Note again that these will never be used otherwise. Not even, if
all pools in exp-b-imp-pools
are very busy and some
pools in exp-a-pools
have nothing to do and lots of
free space.
The central IT department might also want to set up a few pools, which are used as fall-back, if none of the pools of the experiments are functioning. These will also be used for internal testing. The following would have to be added to the previous setup:
psu create link <fallback-link> <allnet-cond> psu set link <fallback-link>-readpref=
<5>-writepref=
<5>-cachepref=
<5> psu add link <fallback-link> <it-pools>
Note
again that these will only be used, if none of the experiments pools
can be reached, or if the storage class is not of the form
exp-a:run2003@osm
,
exp-a:run2004@osm
, or
exp-b:alldata@osm
. If the administrator fails to
create the elementary condition exp-a:run2005@osm
and
add it to the condition exp-a-cond
, the fall-back
pools will be used eventually.
The storage class is a string of the form
<StoreDescriptor>@<hsm>
,
where <hsm> denotes the type of
tertiary storage system in use, and
<StoreDescriptor> is a string
describing the storage class in a syntax which depends on the used
tertiary storage system. If no tertiary storage system is used, it is
probably best to use
<hsm>=osm
, since
this is tested best. Then the
<StoreDescriptor> has the syntax
<Store>:<StorageGroup>
.
These can be set within PNFS per directory. Consider for example the
following setup:
[root] #
cd
/pnfs/<domain>/<experiment-a>/
[root] #
cat "
StoreName myStore.(tag)(OSMTemplate)
"[root] #
cat "
STRING.(tag)(sGroup)
"
This is the setup after a fresh installation and it will lead
to the storage class myStore:STRING@osm
. An
adjustment to more sensible values will look like
[root] #
echo "StoreName exp-a" >! "
.(tag)(OSMTemplate)
"[root] #
echo "run2004" >! "
.(tag)(sGroup)
"
and
will result in the storage class exp-a:run2004@osm
.
To summarize: The storage class will depend on the directory, the data
is stored in and is configurable.
Storage classes might already be in use for the configuration of a tertiary storage system. In most cases they should be flexible enough to configure the PSU. However, in rare cases the existing configuration and convention for storage classes might not be flexible enough.

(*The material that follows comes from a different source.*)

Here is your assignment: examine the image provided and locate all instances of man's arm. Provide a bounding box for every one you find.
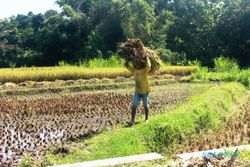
[146,57,151,72]
[124,61,134,73]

Consider for example a situation, where data produced by an
experiment always has the same storage class
exp-a:alldata@osm
. This is good for the tertiary
storage system, since all data is supposed to go to the same tape set
sequentially. However, the data also contains a relatively small amount
of meta-data, which is accessed much more often by analysis jobs than
the rest of the data. You would like to keep the meta-data on a
dedicated set of dCache pools. However, the storage class does not
provide means to accomplish that.
The cache class of a directory is set by the tag
cacheClass
as follows:
[root] #
echo "metaData" >! "
.(tag)(cacheClass)
"
In the above example the meta-data is stored in directories which are tagged in this way.
There is a nice trick for easy checking of the existing tags in one directory:
[root] #
grep '' `cat '.(tags)()'`
.(tag)(OSMTemplate):StoreName exp-a .(tag)(sGroup):run2004 .(tag)(cacheClass):metaData
This only works, if the quote-symbols are used correctly. (tick, tick, back-tick, tick, tick, back-tick).

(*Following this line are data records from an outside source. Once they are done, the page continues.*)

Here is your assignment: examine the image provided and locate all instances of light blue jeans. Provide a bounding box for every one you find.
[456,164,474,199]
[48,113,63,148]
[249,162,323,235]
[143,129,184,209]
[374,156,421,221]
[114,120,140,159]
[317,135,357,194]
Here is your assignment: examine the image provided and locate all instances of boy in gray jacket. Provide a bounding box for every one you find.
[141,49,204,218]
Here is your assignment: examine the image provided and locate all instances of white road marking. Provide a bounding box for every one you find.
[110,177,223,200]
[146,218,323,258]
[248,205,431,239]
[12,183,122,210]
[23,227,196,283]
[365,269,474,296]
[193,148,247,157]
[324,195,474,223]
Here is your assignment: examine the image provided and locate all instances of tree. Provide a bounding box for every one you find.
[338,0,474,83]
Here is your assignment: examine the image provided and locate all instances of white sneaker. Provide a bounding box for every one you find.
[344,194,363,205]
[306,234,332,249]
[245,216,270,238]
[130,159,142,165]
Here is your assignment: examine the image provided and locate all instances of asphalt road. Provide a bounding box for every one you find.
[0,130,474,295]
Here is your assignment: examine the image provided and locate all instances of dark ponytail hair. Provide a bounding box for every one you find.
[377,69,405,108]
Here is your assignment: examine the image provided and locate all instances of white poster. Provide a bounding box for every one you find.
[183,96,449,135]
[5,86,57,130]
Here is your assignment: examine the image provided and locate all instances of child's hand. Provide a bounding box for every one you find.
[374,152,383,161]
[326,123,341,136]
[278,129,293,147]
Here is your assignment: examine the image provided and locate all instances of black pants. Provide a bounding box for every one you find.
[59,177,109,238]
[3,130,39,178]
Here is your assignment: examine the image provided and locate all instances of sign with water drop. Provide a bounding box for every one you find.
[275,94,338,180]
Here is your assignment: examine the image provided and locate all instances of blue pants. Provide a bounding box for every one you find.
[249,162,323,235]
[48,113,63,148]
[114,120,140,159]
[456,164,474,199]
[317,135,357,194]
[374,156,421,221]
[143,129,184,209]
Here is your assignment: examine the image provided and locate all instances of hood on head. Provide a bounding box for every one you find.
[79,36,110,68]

Tags are inherited by sub-directories: Changing a tag of a directory will change the tag of each sub-directory, if the tag has never been changed for this sub-directory directly. Changing tags breaks these inheritance links. Directories in PNFS should never be moved, since this will mess up the inheritance structure and eventually break the whole system.